Waehrend Voikan seinen Toyota durch den dichten Feierabendverkehr hindurchmanoeverierte, beobachtete ich die Fussgaenger und die anderen Autofahrer, neben denen wir fuer Sekunden zum Stehen kamen. Warum, so dachte ich, hatten wir im Tachobereich zwischen 60 und 80 km/h, inmitten von Trams, Bussen, halbgar reparierten YUGO-Modellen und schwarzen S-Klassen am intensivsten das Gefuehl, mit dem Belgrad um uns herum zu verschmelzen?
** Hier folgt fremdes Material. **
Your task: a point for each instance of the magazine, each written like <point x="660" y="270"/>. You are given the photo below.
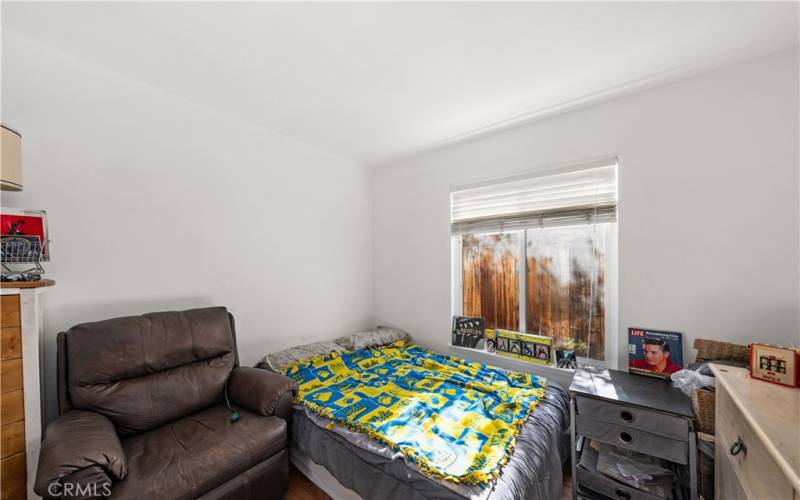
<point x="654" y="352"/>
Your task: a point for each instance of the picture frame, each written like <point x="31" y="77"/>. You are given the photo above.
<point x="776" y="364"/>
<point x="27" y="227"/>
<point x="468" y="332"/>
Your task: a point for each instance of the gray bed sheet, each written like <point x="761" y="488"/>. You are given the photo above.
<point x="534" y="471"/>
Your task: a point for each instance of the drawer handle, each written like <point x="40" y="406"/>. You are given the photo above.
<point x="622" y="494"/>
<point x="738" y="447"/>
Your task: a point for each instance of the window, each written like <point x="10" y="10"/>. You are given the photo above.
<point x="538" y="255"/>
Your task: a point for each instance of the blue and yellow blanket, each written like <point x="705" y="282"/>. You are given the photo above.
<point x="453" y="419"/>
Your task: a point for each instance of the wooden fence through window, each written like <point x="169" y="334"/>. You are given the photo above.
<point x="564" y="282"/>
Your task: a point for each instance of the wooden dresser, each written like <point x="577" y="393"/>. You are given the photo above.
<point x="758" y="438"/>
<point x="20" y="397"/>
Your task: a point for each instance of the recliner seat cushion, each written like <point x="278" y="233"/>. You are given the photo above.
<point x="145" y="371"/>
<point x="193" y="455"/>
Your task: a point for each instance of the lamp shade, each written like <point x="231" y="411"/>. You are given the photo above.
<point x="11" y="160"/>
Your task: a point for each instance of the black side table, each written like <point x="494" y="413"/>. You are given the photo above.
<point x="632" y="412"/>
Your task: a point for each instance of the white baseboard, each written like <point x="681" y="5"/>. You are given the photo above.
<point x="320" y="476"/>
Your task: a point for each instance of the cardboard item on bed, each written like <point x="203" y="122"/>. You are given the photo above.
<point x="524" y="346"/>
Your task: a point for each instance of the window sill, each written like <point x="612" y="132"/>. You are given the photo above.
<point x="562" y="376"/>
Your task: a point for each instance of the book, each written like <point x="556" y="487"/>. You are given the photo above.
<point x="656" y="353"/>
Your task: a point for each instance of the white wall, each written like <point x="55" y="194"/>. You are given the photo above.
<point x="157" y="203"/>
<point x="708" y="221"/>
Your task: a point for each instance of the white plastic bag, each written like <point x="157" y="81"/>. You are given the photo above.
<point x="689" y="380"/>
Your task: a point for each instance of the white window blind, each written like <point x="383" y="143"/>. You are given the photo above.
<point x="582" y="196"/>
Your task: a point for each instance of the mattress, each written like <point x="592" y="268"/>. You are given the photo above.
<point x="374" y="470"/>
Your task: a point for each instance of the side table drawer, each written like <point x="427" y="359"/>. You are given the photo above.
<point x="635" y="418"/>
<point x="633" y="439"/>
<point x="760" y="475"/>
<point x="613" y="489"/>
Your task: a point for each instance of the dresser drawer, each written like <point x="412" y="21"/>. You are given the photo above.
<point x="613" y="489"/>
<point x="760" y="475"/>
<point x="634" y="418"/>
<point x="633" y="439"/>
<point x="728" y="483"/>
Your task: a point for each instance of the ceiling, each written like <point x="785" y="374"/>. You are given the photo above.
<point x="377" y="81"/>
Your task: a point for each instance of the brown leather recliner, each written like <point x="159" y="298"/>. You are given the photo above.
<point x="143" y="413"/>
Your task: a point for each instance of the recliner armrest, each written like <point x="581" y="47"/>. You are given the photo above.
<point x="80" y="448"/>
<point x="259" y="390"/>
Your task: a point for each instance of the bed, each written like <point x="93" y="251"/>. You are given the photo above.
<point x="350" y="464"/>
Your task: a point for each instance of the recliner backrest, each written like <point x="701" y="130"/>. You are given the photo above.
<point x="144" y="371"/>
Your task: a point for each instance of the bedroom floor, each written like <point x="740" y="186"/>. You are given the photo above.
<point x="301" y="488"/>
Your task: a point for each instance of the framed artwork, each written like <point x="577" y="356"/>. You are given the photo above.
<point x="468" y="332"/>
<point x="24" y="234"/>
<point x="524" y="346"/>
<point x="774" y="364"/>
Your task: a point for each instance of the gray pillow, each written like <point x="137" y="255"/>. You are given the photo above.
<point x="281" y="359"/>
<point x="382" y="335"/>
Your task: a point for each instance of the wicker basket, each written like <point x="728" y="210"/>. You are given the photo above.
<point x="703" y="405"/>
<point x="703" y="399"/>
<point x="714" y="350"/>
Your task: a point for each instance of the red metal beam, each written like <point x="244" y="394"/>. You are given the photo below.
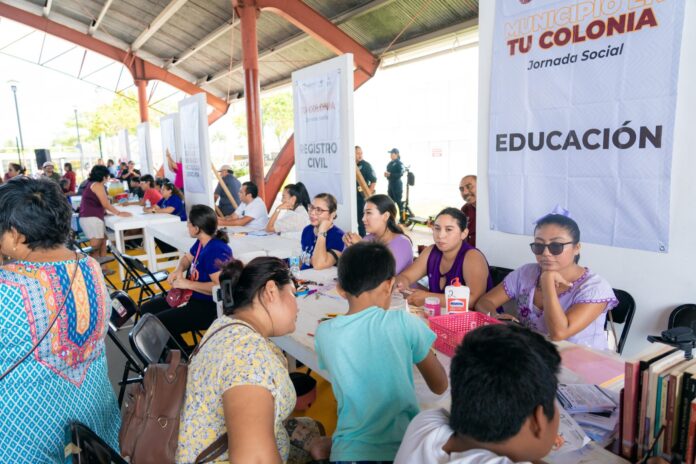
<point x="142" y="100"/>
<point x="323" y="30"/>
<point x="252" y="92"/>
<point x="283" y="163"/>
<point x="139" y="68"/>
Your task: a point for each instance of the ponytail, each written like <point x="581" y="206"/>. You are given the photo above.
<point x="222" y="235"/>
<point x="241" y="284"/>
<point x="384" y="204"/>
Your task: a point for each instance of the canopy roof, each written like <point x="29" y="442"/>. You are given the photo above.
<point x="199" y="40"/>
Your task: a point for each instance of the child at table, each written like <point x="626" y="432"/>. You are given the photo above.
<point x="369" y="354"/>
<point x="503" y="403"/>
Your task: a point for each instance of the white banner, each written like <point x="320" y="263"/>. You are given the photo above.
<point x="144" y="148"/>
<point x="195" y="151"/>
<point x="170" y="129"/>
<point x="123" y="146"/>
<point x="582" y="115"/>
<point x="324" y="154"/>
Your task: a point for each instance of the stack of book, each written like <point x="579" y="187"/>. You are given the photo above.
<point x="658" y="412"/>
<point x="595" y="409"/>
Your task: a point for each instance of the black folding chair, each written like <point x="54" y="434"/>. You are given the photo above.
<point x="83" y="446"/>
<point x="138" y="276"/>
<point x="123" y="309"/>
<point x="76" y="245"/>
<point x="151" y="341"/>
<point x="683" y="316"/>
<point x="622" y="314"/>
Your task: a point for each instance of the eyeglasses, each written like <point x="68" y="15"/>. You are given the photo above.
<point x="315" y="209"/>
<point x="555" y="248"/>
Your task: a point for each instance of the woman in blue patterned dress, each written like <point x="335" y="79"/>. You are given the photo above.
<point x="65" y="379"/>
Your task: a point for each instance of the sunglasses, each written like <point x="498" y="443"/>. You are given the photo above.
<point x="314" y="209"/>
<point x="555" y="248"/>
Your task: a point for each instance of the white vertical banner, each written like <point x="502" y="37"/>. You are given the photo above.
<point x="171" y="141"/>
<point x="582" y="105"/>
<point x="195" y="151"/>
<point x="123" y="146"/>
<point x="144" y="148"/>
<point x="324" y="154"/>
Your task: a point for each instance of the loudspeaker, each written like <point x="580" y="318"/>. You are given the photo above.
<point x="42" y="155"/>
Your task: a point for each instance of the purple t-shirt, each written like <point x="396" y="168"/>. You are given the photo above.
<point x="401" y="248"/>
<point x="520" y="286"/>
<point x="211" y="258"/>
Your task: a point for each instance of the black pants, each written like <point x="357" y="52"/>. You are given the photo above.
<point x="395" y="192"/>
<point x="194" y="315"/>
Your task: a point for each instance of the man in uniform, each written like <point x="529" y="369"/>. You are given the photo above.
<point x="370" y="180"/>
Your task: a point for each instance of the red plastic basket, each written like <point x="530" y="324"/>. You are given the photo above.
<point x="450" y="329"/>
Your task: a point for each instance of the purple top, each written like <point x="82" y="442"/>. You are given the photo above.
<point x="401" y="248"/>
<point x="520" y="286"/>
<point x="455" y="271"/>
<point x="90" y="205"/>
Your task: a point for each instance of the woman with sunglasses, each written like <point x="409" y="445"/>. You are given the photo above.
<point x="556" y="296"/>
<point x="322" y="241"/>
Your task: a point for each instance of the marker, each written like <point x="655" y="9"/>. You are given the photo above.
<point x="311" y="292"/>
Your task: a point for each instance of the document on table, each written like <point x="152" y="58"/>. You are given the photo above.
<point x="584" y="398"/>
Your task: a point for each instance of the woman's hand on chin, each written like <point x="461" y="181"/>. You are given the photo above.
<point x="351" y="238"/>
<point x="324" y="226"/>
<point x="553" y="279"/>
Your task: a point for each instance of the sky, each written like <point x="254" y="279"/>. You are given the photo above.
<point x="425" y="107"/>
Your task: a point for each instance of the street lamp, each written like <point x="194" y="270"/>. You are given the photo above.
<point x="79" y="145"/>
<point x="13" y="86"/>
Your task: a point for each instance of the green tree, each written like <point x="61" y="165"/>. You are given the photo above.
<point x="108" y="119"/>
<point x="276" y="114"/>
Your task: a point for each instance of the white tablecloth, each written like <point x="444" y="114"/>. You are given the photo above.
<point x="246" y="243"/>
<point x="139" y="220"/>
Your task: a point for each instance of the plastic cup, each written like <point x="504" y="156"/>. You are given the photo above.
<point x="432" y="306"/>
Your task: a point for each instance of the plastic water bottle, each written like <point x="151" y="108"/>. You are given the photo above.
<point x="457" y="297"/>
<point x="295" y="266"/>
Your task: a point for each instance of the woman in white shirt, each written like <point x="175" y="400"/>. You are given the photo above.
<point x="291" y="215"/>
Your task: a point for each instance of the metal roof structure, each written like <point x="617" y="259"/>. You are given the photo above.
<point x="199" y="40"/>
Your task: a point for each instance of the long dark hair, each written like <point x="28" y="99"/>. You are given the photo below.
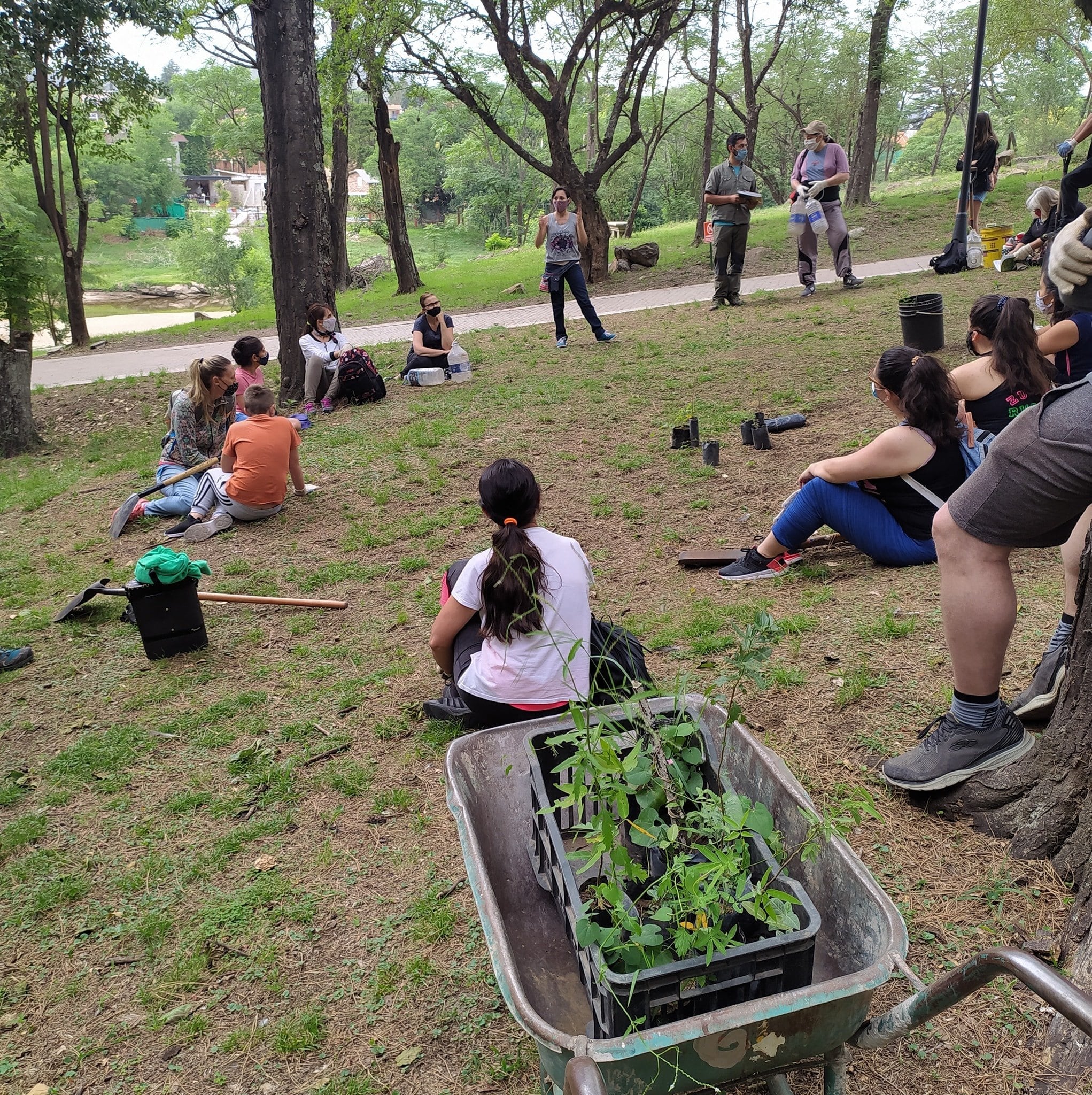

Warum, so dachte ich, suchten wir uns nur die wagemutigsten Taxifahrer aus, benutzten die heruntergekommensten Fahrstuehle, sassen in den schaebigsten Jazzkneipen in verlassenen Industrieetagen und flaetzten davor in royalen Sesseln mit Brokatbezug in einem Restauranttal barocken Ueberschwanges? Unsere Gier nach Abwechslung und Extreme konkurrierte hart mit der Lust, einfach im sauna-temperierten Wohnzimmer fuenf Altbaustockwerke ueber dem Verkehr herumzuliegen und zum Beipiel in einer alten Ausgabe von ‘Alexis Sorbas’ zu schmoekern. Unweigerlich war mir auch wieder Krachts fernoestlicher ‘Gelber Bleistift’ in die Haende gefallen.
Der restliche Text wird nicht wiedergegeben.